When product planning meetings take place, Srikanth Santhanam, IT product line and technology development manager, sits in. "Whenever our organization gets together, you have the feel of the whole company," Seif says. "We run information services like it was its own business. You get the freedom to do that only if the guys running the business believe you will do the right job for them. ... We have to re-earn it every year."
For National, producing 4 billion leading-edge components a year and delivering them to customers is just part of the battle. After getting a part off the drawing boards and into production, the company still has to win the hearts and minds of product design engineers in the outside world.
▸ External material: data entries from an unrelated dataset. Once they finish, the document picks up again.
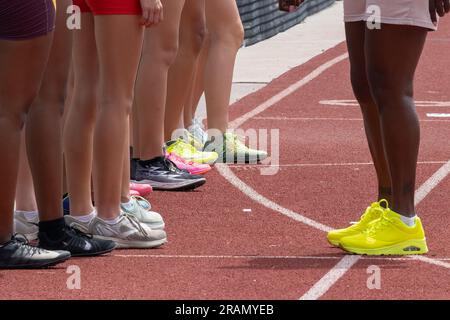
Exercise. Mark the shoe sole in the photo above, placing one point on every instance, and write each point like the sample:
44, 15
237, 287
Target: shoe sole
182, 186
410, 247
125, 244
42, 265
96, 254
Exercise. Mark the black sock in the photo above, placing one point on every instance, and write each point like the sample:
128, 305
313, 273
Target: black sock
54, 229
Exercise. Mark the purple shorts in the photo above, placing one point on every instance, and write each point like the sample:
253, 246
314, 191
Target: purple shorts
26, 19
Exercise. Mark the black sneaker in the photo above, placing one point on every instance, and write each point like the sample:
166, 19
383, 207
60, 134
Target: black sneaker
162, 174
77, 243
18, 254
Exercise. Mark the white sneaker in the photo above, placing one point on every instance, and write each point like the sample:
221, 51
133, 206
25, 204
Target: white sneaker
28, 228
138, 208
128, 232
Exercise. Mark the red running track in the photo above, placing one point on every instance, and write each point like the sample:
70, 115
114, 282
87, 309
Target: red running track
279, 250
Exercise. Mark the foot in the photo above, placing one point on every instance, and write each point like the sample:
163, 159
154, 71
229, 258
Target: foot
137, 207
78, 243
189, 166
162, 174
127, 232
25, 226
372, 213
142, 189
232, 150
18, 254
388, 235
197, 130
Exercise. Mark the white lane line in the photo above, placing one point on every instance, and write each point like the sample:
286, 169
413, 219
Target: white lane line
248, 257
438, 115
436, 262
324, 284
343, 164
288, 91
347, 263
252, 194
332, 119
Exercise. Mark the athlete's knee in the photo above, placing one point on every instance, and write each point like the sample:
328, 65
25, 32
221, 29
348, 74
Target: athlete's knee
232, 34
390, 92
361, 88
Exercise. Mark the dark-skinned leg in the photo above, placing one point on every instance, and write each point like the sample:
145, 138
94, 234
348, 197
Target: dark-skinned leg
392, 55
355, 33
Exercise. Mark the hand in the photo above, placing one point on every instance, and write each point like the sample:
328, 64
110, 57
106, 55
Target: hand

They're the ones who decide whether to use National's component or a competitor's.
Seif and Sheau-Huey Yuan, his chief architect, were talking to a VP at a major Asian distributor in 2007 when they asked why it sometimes took as long as two years for design engineers to order promising National parts in quantity. Seif learned that "design engineers want what they want right now." They want to build a prototype and be able to go straight into production, "knowing the latest parts they have designed in will be available in quantity," he says.
With 30,000 parts in the National catalog, independent distributors which account for half of National's sales--are crucial to this product marketing process. They don't stock all of National's parts because the ones that end up driving volume sales are a small fraction of the total. They're similarly reluctant to stock the new parts with unproven track records.